Their foggy snowcaps and rocky ledges aping upward were stupefying to stand
witness to. But after hours winding around their beauty, it all began to lose
scale; only so many successive highs and sprawling vistas can motivate someone before
the stimulation turns over, in effect draining the sightseer until they’re
transient gazers merely taking photographs to appreciate later. Similarly
Lights Out Asia only know how to make epic records and eventually that poses a
problem. Listeners can appreciate the band’s vision, to create shimmering aural
worlds to wander through, but with each likeminded marathon, the scale wobbles;
big downgrades to average, explosive crescendos become expected and the whole
weight of the project turns tedious.
Lights Out Asia (now
the duo of Mike Ystad and Chris Schafer, since guitarist Mike Rush departed)
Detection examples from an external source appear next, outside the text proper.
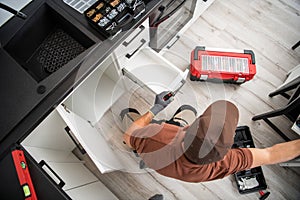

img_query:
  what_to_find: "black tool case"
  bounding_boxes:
[232,126,267,194]
[84,0,145,38]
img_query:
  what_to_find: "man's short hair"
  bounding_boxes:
[184,100,239,164]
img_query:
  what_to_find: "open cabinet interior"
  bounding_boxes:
[21,110,117,199]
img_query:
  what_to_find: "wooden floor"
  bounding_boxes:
[77,0,300,200]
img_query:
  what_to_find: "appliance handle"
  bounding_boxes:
[39,160,65,188]
[151,0,186,27]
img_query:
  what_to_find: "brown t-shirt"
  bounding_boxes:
[130,123,253,182]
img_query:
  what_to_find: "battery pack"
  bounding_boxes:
[232,126,267,194]
[190,46,256,84]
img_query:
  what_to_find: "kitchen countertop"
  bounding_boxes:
[0,0,161,155]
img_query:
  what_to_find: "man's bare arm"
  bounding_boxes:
[249,139,300,168]
[123,111,154,148]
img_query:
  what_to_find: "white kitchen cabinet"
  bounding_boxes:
[21,108,115,199]
[63,56,125,125]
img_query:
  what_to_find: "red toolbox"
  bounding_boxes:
[190,46,256,84]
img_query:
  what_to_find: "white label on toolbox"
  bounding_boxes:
[201,55,249,73]
[236,78,245,83]
[200,74,208,80]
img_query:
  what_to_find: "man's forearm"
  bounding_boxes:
[123,111,154,147]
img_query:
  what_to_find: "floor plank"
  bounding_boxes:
[75,0,300,200]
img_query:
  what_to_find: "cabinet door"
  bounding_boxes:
[56,105,122,173]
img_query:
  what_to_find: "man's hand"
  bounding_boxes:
[150,91,174,116]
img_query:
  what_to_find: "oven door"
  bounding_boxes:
[149,0,197,52]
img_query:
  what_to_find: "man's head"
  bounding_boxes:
[184,100,239,164]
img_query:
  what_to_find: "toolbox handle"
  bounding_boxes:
[39,160,66,188]
[126,39,146,59]
[123,25,145,47]
[167,35,180,49]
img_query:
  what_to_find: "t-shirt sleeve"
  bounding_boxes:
[129,124,161,151]
[225,148,253,174]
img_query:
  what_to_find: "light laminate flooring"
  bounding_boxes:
[75,0,300,200]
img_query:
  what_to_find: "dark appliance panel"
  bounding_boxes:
[149,0,197,52]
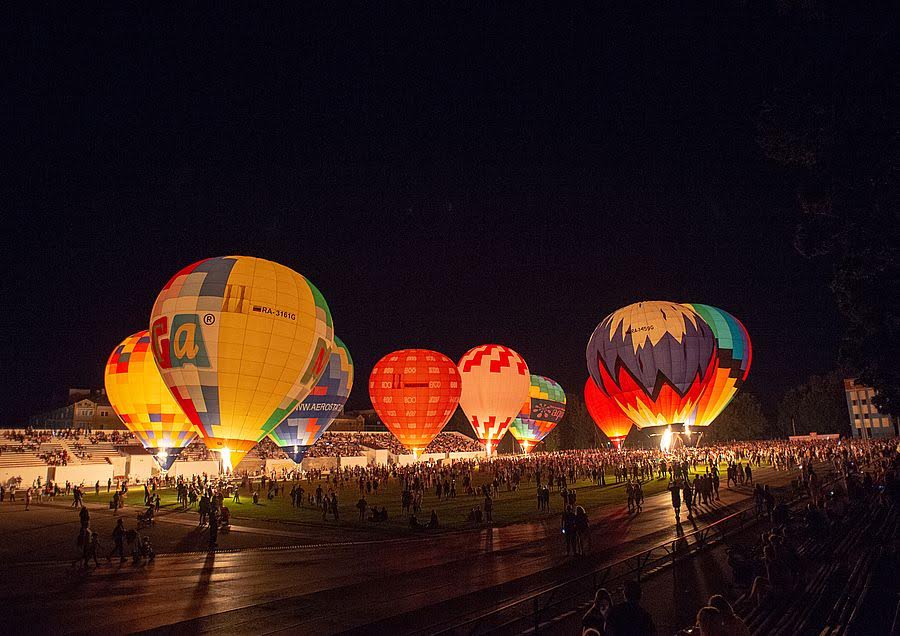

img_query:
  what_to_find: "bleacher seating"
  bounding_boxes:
[736,502,900,634]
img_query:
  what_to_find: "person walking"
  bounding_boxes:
[209,508,219,550]
[106,519,125,563]
[683,479,694,519]
[581,587,612,636]
[606,581,656,636]
[562,506,578,556]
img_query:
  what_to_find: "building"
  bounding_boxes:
[844,380,897,439]
[28,389,124,429]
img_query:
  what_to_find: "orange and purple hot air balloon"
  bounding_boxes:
[584,378,632,449]
[586,301,717,428]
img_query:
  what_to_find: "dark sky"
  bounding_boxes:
[0,3,841,424]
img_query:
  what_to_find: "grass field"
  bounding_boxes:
[85,464,726,532]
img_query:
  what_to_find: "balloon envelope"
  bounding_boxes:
[458,344,531,453]
[150,256,334,465]
[685,303,753,426]
[584,378,632,448]
[586,301,716,427]
[509,374,566,453]
[269,338,353,463]
[369,349,461,452]
[103,331,197,470]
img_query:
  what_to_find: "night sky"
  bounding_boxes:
[0,2,842,425]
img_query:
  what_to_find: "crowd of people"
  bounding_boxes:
[0,427,136,466]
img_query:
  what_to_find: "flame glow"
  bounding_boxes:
[659,426,672,453]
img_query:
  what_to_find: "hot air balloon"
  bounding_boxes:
[509,374,566,453]
[103,331,197,470]
[150,256,334,468]
[457,344,531,455]
[269,337,353,464]
[587,301,716,428]
[685,303,752,426]
[584,378,631,448]
[369,349,461,455]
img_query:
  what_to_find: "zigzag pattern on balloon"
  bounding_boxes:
[462,345,528,375]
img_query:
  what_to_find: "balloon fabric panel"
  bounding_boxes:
[458,344,531,452]
[586,301,716,427]
[509,374,566,447]
[104,331,197,469]
[269,337,353,452]
[150,256,334,462]
[369,349,461,451]
[584,378,632,446]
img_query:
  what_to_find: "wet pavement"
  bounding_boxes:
[0,468,791,634]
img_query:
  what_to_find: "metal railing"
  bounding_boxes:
[436,507,759,634]
[429,468,840,635]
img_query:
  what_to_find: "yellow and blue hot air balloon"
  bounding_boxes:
[586,301,716,428]
[685,303,753,426]
[103,331,197,470]
[509,373,566,453]
[150,256,334,467]
[269,337,353,464]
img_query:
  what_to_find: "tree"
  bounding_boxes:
[778,372,851,437]
[703,392,771,442]
[757,0,900,414]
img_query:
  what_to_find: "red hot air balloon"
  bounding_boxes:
[369,349,462,454]
[584,378,632,448]
[459,345,531,454]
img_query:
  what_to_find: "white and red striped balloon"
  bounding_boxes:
[457,344,531,454]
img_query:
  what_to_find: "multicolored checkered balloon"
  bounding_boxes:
[509,373,566,453]
[150,256,334,465]
[103,331,197,470]
[269,337,353,464]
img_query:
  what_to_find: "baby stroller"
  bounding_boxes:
[127,531,156,563]
[219,506,231,532]
[138,506,153,530]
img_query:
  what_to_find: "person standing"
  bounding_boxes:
[606,581,656,636]
[581,587,612,636]
[668,481,681,526]
[683,479,694,519]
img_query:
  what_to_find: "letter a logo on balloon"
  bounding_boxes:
[169,314,209,367]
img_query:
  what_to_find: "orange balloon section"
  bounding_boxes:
[584,378,632,448]
[369,349,462,453]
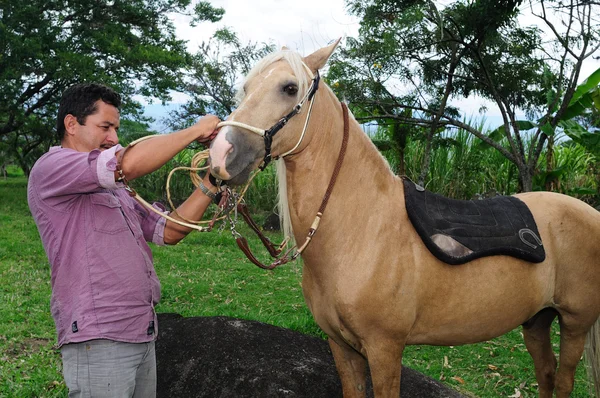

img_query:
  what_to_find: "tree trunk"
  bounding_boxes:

have taken to the boundaries of their collective imagination to find ways of
contextualizing this scale; 2010’s In the Days Of Jupiter went into the far
reaches of space and this 2012 effort occupies a mysterious,
almost-definitely fictitious island. An inventive association with terrain
makes sense for a band so adept at creating atmosphere but it can’t ground
Hy-Brasil’s seventy-minute runtime when it’s sonically still up in space. This
new odyssey sounds exactly like In the Days Of Jupiter – and, in no small way,
like earlier albums – as if Lights Out Asia haven’t traded in so much as a
pedal or guitar-effect since they signed to n5MD five years ago. Right out of
the gate, that stagnancy kills any conceptual elements Hy-Brasil had considered
playing with.
Geographical
indifference aside, a track like “Running Naked Through Underground Cities” reveals
that the n5MD mainstays still have ample fuel in the tank with a richly
hypnotic, four-by-four bass line pushing a smeared synth track of Schafer’s
remotely romantic, multi-tracked vocals. Concise but yearning, it sits near the
crest of the band’s high watermark, 2007’s Tanks and Recognizers. Unlike that
record, however, where two alien languages – post-rock and electronica –
assembled into something at once cohesive and earthshakingly combative,
Hy-Brasil’s merger feels rooted in habit, not catharsis, and nullifies both the
ferocious and atmospheric halves of the Lights Out Asia brand. As a result, supposedly
emotional slow-burners like “An Imperfect System” and “They Disappear Into the
Palms” drift redundantly by.
It pains me to see
Lights Out Asia let their trademark sound and ambition drain into the same
bloated framework, where more upsurges and climaxes mean increasingly less and less. At this
stage the best thing Lights Out Asia can do is record a four-song EP using only
acoustic instruments and analog electronics. Sure it would mean retooling the
whole process and educating themselves on some new hardware, but the results
would accomplish more than this reverse shock-and-awe. They’d be establishing fresh
contrast to a discography that, after Hy-Brasil, sorely needs a change in direction.